As city-builders, our vision has always been to see Calgary grow and excel. We build the infrastructure where people live, work and play. Our “product” is the social and cultural fabric of our city. However, it is not just about building office towers and commercial spaces. To us, it is about realizing a Calgary we can all be proud of.

Our belief was, and remains, that the event centre is the catalyst project to lead off the culture and entertainment district within the Rivers District. The district is key to adding to the cultural and social fabric of the city by creating spaces for Calgarians to gather, eat, attend concerts and sporting events, and genuinely live, work and play.

We also believe that anchor projects like the event centre and BMO expansion would attract new investment: new residential spaces, hotels, restaurants, bars, museums — creating new construction jobs and opening the door for many other businesses and future jobs with it.

It seems the City of Calgary thought so too. After all, significant investment has made been in developing the 20-year vision for the Rivers District, including spending millions to build a new Green Line LRT Station in the area, while extending connectivity to Stampede Park through 17th Avenue and Olympic Way.

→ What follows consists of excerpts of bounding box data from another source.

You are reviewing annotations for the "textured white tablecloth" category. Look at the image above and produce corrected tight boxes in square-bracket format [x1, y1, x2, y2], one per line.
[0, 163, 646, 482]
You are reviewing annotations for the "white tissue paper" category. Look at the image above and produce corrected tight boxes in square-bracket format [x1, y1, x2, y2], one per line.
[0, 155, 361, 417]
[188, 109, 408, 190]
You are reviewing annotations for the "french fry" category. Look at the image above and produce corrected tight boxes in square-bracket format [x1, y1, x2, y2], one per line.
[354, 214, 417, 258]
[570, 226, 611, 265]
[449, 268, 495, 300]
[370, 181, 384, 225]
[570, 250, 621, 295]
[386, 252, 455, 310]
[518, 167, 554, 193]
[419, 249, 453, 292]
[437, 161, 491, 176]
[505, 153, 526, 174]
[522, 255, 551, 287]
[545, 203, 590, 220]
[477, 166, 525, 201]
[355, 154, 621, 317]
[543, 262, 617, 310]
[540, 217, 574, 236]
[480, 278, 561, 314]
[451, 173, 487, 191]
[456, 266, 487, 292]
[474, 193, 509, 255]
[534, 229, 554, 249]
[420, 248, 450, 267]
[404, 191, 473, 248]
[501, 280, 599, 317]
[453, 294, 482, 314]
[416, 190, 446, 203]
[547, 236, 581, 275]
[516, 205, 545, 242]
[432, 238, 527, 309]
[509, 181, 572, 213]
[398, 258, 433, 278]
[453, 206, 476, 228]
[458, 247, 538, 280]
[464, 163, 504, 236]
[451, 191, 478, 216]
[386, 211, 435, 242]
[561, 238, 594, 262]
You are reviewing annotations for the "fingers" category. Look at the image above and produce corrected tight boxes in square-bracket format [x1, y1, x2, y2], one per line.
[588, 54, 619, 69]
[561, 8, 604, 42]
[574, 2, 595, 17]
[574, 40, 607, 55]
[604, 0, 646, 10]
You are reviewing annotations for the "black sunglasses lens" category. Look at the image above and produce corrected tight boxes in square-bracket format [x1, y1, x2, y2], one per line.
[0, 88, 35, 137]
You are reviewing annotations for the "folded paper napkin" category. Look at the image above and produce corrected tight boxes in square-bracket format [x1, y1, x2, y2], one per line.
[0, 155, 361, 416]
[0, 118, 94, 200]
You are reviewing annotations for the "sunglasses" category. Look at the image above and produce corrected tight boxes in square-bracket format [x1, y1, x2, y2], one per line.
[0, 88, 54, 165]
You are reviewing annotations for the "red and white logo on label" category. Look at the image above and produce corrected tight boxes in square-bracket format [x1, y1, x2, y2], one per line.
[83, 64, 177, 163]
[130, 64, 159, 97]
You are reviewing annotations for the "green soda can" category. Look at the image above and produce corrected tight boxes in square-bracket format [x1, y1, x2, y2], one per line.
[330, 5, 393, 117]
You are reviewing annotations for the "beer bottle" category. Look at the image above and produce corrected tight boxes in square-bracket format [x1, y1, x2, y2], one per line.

Tax revenue from the developments around the event centre was set to make the community revitalization levy flourish and fund other projects in the district. In 2021, the revised deal had Calgary Sports and Entertainment Corp. cover overruns on the construction phase of the project. All the ingredients for success were there.

With all of this in mind, many in the construction industry are wondering what happens next. With the absence of an anchor project, what happens to this vision, the promise of a culture and entertainment district — and the economic activity that comes with it? How do we activate the investment city hall is already spending in the area? What is the plan with the Saddledome and the spaces around it? And finally, what is the true cost of a further delay on a new event centre, both in terms of time and money?

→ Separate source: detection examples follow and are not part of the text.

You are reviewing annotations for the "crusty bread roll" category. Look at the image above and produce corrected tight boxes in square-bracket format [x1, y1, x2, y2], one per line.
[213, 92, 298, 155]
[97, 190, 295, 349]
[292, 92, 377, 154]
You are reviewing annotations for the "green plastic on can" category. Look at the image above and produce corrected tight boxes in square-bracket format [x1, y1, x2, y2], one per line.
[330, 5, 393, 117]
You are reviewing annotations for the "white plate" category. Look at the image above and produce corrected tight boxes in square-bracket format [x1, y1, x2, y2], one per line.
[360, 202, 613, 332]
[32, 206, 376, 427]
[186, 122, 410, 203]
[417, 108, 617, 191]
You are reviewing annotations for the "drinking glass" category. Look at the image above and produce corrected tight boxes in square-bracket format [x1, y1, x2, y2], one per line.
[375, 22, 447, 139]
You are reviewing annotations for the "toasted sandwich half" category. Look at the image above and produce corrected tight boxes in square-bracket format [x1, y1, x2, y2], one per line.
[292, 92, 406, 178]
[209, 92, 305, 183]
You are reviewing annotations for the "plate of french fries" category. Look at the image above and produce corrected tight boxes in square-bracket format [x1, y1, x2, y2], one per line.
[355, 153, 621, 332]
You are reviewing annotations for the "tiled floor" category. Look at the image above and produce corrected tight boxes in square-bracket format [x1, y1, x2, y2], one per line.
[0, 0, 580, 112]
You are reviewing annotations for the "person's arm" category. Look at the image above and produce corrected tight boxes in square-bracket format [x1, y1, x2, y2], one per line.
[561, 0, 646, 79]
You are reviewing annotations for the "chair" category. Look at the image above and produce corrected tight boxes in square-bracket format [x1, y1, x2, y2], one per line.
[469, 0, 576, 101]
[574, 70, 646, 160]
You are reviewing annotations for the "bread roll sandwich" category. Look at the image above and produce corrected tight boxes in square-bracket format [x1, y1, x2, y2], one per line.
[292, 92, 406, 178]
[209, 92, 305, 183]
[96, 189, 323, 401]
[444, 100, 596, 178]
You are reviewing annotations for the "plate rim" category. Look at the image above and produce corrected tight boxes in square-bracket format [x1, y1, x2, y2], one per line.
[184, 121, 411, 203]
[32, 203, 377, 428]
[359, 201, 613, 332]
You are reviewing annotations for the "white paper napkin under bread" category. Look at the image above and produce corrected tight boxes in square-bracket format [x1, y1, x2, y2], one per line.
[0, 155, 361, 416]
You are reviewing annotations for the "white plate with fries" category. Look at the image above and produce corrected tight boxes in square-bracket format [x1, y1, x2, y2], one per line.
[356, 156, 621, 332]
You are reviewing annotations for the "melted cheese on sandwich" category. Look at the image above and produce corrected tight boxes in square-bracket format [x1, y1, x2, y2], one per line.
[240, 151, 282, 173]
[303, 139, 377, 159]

This week, we were pleased to see city council unanimously support the vision of a new event centre for Calgary. We wish the revived event centre assessment committee well in exploring a new event centre and answering the questions that have been raised. We hope that the work that has already gone into this project by all committed stakeholders is not simply thrown out and forgotten, but, rather, serves as a new base to develop the best possible facility for Calgarians.

Now is a time for certainty, vision and leadership. Bold ideas require commitment and execution. After all, our industry and all Calgarians deserve it.

Bill Black is the president and COO of the Calgary Construction Association.